How to compute 2D Wasserstein distance

Christopher_Fisher · June 11, 2023, 2:29pm

Hello,

I would like to compute the Wasserstein distance between two discrete joint probability distributions. The package ExactOptimalTransport.jl does not appear to support 2D distance, but I wonder whether it can be accomplished in the discrete case by properly specifying the cost and distance function. In the 1 dimensional case, we have:

using Distributions

using ExactOptimalTransport

dist1 = Categorical([.2,.3,.1,.4])

dist2 = Categorical([.3,.2,.4,.1])

wd = wasserstein(dist1, dist2)

In the 2D case for a 2X2 joint distribution, we have

joint_dist1 = [.2 .3;.1 .4]

joint_dist2 = [.3 .2;.4 .1]

In my use case, I think Chebyshev distance would work for the cost. In other words, moving mass from one cell two another incurs a cost of 1 in the 2X2 case. Can someone provide some guidance for accomplishing this?

Thank you.

SteffenPL · June 11, 2023, 3:03pm

Maybe you could use the function ot_cost with a custom cost matrix similar to here:
Wasserstein non-negative matrix factorisation · OptimalTransport.jl (juliaoptimaltransport.github.io)

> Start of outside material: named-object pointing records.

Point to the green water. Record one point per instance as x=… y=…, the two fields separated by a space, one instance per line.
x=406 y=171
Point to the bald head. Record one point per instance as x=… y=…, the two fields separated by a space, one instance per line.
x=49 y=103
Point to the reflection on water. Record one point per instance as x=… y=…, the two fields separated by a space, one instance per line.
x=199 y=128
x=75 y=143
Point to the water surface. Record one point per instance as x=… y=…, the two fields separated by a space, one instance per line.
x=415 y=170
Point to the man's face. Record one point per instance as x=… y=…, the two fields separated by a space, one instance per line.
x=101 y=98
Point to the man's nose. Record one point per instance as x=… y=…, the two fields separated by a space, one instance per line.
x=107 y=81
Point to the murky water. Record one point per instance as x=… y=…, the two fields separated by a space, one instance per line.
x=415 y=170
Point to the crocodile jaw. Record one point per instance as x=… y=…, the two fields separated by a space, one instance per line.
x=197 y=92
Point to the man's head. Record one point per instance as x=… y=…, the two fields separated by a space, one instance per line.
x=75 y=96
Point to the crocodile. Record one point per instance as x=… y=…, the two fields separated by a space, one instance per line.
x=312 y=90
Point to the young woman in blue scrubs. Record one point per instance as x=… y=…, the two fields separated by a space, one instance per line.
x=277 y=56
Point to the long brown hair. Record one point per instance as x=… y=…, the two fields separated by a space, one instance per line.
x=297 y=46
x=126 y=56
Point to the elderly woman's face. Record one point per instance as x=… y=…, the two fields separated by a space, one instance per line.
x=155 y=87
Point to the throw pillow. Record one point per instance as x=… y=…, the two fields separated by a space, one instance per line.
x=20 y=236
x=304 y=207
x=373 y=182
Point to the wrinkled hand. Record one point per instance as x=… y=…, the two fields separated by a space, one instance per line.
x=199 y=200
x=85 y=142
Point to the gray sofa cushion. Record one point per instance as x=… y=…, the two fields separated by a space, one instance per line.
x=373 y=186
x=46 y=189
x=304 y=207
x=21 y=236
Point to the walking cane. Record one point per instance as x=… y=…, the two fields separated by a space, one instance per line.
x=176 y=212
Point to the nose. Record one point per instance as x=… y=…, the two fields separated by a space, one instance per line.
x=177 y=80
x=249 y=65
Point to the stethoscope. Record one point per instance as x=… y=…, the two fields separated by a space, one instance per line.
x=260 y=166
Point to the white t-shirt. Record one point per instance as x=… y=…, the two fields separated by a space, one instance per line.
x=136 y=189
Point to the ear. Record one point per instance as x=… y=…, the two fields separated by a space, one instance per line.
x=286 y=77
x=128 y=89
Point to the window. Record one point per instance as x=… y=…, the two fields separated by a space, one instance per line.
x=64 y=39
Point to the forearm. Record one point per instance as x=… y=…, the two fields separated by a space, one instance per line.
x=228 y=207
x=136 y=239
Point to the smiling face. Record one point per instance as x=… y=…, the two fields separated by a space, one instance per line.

Christopher_Fisher · June 11, 2023, 4:20pm

Thanks for your reply. It looks like ot_cost takes a function which accepts x and y coordinates, which I believe are indices in this case. To emulate the Chebyshev distance in the sample 2X2 case, the cost function returns 0 if the indices match and 1 if the indices do not match. Unfortunately, this did not work. It should return .1 in the example below, but continues to return .30.

using Distributions
using ExactOptimalTransport
using ExactOptimalTransport: ot_cost

dist1 = Categorical([.3,.2,.4,.1])

dist2 = Categorical([.4,.2,.4,.0])

function dist_func(x, y)
    println("x $x y $y")
    return x == y ? 0 : 1
end

wasserstein(dist1, dist2)

ot_cost(dist_func, dist1, dist2)

Christopher_Fisher · June 11, 2023, 4:41pm

Based on my understanding, the problem is that the distance is computed between adjacent indices sequentially. For example, to get the distance from 1 to 3, it computes the distance from 1 to 2, and then from 2 to 3. So I don’t think there is a way to compute the distance I need.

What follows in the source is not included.